Livro: Piketty - O Capital no Século XXI - Capítulo 2
Livro: Piketty - O Capital no Século XXI
Pgs. 88-137
"CAPÍTULO 2: "O crescimento: ilusões e realidades"
61 - Século XX parece ter sido superior ao XIX:
62 - Demografia e 70 bilhões de pessoas na Terra em 2300 (com quase essa média de 1700 a 2012)? Não vai rolar: ...A conclusão simples que se extrai dessa tabela é que taxas de crescimento superiores a 1-1,5% por ano são impossíveis de se sustentar eternamente, uma vez que geram expansões demográficas vertiginosas.

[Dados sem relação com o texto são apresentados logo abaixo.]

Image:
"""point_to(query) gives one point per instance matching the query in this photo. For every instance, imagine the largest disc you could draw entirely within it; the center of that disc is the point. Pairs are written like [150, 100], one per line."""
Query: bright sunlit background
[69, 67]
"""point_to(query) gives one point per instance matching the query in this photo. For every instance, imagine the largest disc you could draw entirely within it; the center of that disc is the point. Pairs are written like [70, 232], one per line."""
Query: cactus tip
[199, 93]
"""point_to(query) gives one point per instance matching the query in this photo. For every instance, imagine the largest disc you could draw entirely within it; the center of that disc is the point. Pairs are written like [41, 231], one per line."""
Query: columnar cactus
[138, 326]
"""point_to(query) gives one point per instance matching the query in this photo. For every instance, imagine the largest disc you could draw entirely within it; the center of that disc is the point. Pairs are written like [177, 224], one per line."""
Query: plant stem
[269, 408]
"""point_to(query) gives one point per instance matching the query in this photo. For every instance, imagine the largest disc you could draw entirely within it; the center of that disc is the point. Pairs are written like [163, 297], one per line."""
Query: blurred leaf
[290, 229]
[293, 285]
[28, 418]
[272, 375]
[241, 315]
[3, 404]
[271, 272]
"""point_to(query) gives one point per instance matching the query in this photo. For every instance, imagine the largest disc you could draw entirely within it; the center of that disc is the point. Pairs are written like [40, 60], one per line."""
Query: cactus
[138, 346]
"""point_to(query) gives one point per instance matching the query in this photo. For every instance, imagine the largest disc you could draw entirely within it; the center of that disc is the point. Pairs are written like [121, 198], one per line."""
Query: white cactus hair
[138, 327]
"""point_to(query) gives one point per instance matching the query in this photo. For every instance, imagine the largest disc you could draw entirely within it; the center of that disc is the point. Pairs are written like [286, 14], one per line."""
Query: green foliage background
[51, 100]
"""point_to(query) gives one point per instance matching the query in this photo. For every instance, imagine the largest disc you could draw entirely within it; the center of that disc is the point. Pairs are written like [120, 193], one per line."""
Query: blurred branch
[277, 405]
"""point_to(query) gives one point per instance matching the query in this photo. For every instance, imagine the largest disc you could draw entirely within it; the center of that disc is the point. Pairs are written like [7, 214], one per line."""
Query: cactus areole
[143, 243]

63 - As pequenas porcentagens de crescimento e o longo prazo: A tese central deste livro é precisamente que uma diferença que parece pequena entre a taxa de retorno (ou remuneração) do capital e a taxa de crescimento pode produzir, no longo prazo, efeitos muito potentes e desestabilizadores para a estrutura e a dinâmica da desigualdade numa sociedade. Tudo decorre, de certa maneira, da lei do crescimento e do retorno acumulado, e, portanto, é aconselhável que nos familiarizemos com essas noções.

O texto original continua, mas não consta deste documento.